I Am Alive [Review]

  • Platform: Xbox 360 (XBLA – Reviewed), PS3 (PSN)
  • Published by: Ubisoft
  • Developed by: Darkworks (2008-2010), Ubisoft Shanghai (2010-2011)
  • Genre: Survival Horror
  • ESRB Rating: M For Mature
  • Number of Players: 1
  • Release Date: March 7th, 2012
  • Price: 1200 MS Points or $15

I Am Alive is a game that actually goes back a little ways, we first heard of the game back in 2008 and it was supposed to be a full retail release for the home consoles. A lot has apparently happened since the original development of the game, including the switching of developers and the decision to forgo a traditional retail launch in favor of a digital launch on Xbox Live and PSN respectively. Usually when a game switches developers as well as its distribution method, it’s not a very good sign. Even though I Am Alive is a multiplatform release it was marketed on Xbox Live’s “House Party” promotion and it saw a Xbox Live release earlier than its PSN counterpart. Does the game suffer the same fate as other titles that have been in a similar development purgatory?

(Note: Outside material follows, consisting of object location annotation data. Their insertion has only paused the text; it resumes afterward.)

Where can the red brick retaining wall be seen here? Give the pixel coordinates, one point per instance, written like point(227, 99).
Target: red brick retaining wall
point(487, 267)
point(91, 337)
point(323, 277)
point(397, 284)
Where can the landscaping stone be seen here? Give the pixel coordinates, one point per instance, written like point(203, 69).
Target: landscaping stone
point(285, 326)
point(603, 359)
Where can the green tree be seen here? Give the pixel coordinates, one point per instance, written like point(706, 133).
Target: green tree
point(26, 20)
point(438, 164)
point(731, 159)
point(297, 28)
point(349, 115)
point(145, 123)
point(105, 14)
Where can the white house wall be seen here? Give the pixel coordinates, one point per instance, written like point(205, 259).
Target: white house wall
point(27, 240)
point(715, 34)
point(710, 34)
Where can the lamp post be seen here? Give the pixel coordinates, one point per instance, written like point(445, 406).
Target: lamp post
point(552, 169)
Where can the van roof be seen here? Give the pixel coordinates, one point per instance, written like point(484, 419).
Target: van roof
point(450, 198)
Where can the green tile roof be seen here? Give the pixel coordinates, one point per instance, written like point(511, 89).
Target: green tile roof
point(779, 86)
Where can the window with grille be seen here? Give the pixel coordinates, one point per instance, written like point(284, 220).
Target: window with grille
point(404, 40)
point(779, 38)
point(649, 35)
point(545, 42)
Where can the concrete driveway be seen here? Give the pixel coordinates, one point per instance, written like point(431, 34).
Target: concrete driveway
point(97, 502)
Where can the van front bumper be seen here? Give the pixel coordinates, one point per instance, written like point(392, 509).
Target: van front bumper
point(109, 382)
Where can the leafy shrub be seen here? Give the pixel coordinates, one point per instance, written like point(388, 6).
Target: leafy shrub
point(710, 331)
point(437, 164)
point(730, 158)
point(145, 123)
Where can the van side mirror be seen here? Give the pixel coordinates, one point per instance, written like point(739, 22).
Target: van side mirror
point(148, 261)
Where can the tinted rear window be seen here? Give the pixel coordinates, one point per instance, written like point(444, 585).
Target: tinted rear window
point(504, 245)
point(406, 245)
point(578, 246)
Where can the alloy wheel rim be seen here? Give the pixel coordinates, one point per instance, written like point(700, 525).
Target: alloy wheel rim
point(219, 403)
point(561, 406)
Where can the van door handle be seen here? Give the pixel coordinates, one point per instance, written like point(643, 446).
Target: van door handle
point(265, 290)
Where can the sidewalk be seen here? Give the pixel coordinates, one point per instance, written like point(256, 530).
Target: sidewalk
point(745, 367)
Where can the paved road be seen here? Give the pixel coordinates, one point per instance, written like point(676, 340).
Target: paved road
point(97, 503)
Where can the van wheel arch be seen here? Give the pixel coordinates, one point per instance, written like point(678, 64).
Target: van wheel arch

I’ll start off on the size of the game, its less than 2 gigabytes and actually has a lot of game for such a small size. The graphics are actually pretty impressive, its clear Ubisoft Shanghai went for a gritty, dirty look for the game and it paid off. There is a very high level of detail to the game and you can tell at most points in the game that it was originally going to be a high-end, possibly AAA released game. The controls are tight as well, it’s a third person game at its core, but when you are using your pistol it switches to an easier to use first person mode. Controlling your character is fairly easy to get down, just be prepared for a lot of climbing and jumping. The game makes Ezio from Assassins Creed look like an amateur when it comes to climbing.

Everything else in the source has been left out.